Pensando tutto cio’, mi accorsi per la prima volta che la srt aveva quell’odore di stantio dovuto al vecchio legno screpolato intriso di salsedine, stessa cosa per i divani che arredavano il locale. La traversata  fu tranquilla dal punto di vista del traffico radio. Nel nord Atlantico non ci sono problemi di comunicazione in onda corta con le stazioni costiere italiane ed europee e cedrcai di condensare tutto il traffico radio telegrafico e telefonico negli orari migliori di comunicazione.  Come tutte le navi carboniere che hanno il fondo piatto bastava un poco d'onda lunga al traverso per avere un forte rollio. La velocita' della nave non supero’ mai i 12,5 nodi all'ora ed i  macchinisti, quando eravamo a mensa, dicevano che il motore collava olio da tutte le guarnizioni di tenuta.

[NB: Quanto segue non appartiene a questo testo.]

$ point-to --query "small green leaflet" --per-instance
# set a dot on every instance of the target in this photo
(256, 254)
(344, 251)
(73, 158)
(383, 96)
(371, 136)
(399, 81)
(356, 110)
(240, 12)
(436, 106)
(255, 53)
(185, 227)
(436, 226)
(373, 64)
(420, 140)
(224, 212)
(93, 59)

Il forte rollio aveva un solo vantaggio: tutte le mattine, il nostromo, si alzava di buon'ora e con un bugliolo faceva il giro della coperta alla ricerca di un particolare pesce che i marinai hanno sempre chiamato pesce volante (Exocoetus volitans) perche' in branco riuscivano a spiccare lunghi salti sulle creste delle onde, molti di questi finivano in coperta, pesce ottimo cotto alla piastra. Una settimana prima  dell'arrivo nel porto di discarica mi presentai al primo ufficiale di coperta con la classica domanda di richiesta di sbarco. Tre giorni prima dell'arrivo in porto, il capitano di armamento, chiese al comandante, durante una comunicazione radiotelefonica, di convincermi di restare a bordo visto che ad Anversa era gia’ programmata la modifica all'alimentazione dei servizi della srt e del ponte e che la nave si doveva fermare qualche giorno per adeguamenti  alle nuove normative della USCG.  Conoscendo un po’ la vecchia storia dei marinai, dissi fermamente un secco no.

Tutto l’insieme era accettabile, stazione radio adeguata, viaggi come li volevo, stipendio con 120 ore fisse di straordinario, ma il fatto di dover svolgere il traffico radio, condizionato dall'infernale vibrazione dell'enorme trasformatore, era per me, giovane rt a cui piaceva svolgere le sue funzioni e non essere assoggettato a uno stupido elemento elettronico passivo, un vero  handicap. Arrivato in nord europa, ad Anversa, sbarcai di corsa da quella nave ma prima di farlo attesi il mio collega imbarcante che, ricordo mi aspettava in banchina per effettuare il regolare passaggio di consegne. Era un tecnico della SAIT, riparo’ subito il VHF rotto sul ponte ed appronto’  l'installazione di  un nuovo radar dotato di ARPA con auto target.  Mi sembro’ di capire che una ditta si sarebbe occupata del nuovo impianto elettrico per alimentare in corrente alternata 440V la srt etc etc, da un unico  sistema a 440V dalla sala quadri elettrici in sala macchine.

Fu un imbarco di soli 29 giorni. Non ho mai saputo se la modifica all'alimentazione della SRT fosse stata fatta, ma non credo proprio in quanto non c'erano prescrizioni e la modifica costava molto. All'estero, fornitori, ditte ed in particolare le agenzie marittime dovevano essere pagate subito, prima della partenza della nave  in base alla famosa legge 135 altrimenti il sequestro  era immediato, non eravamo in Italia. Mi sono spesso chiesto, chissa' quanti colleghi marconisti avranno vissuto la mia stessa esperienza, quanti avranno passato situazioni analoghe dovute al passaggio di consegne.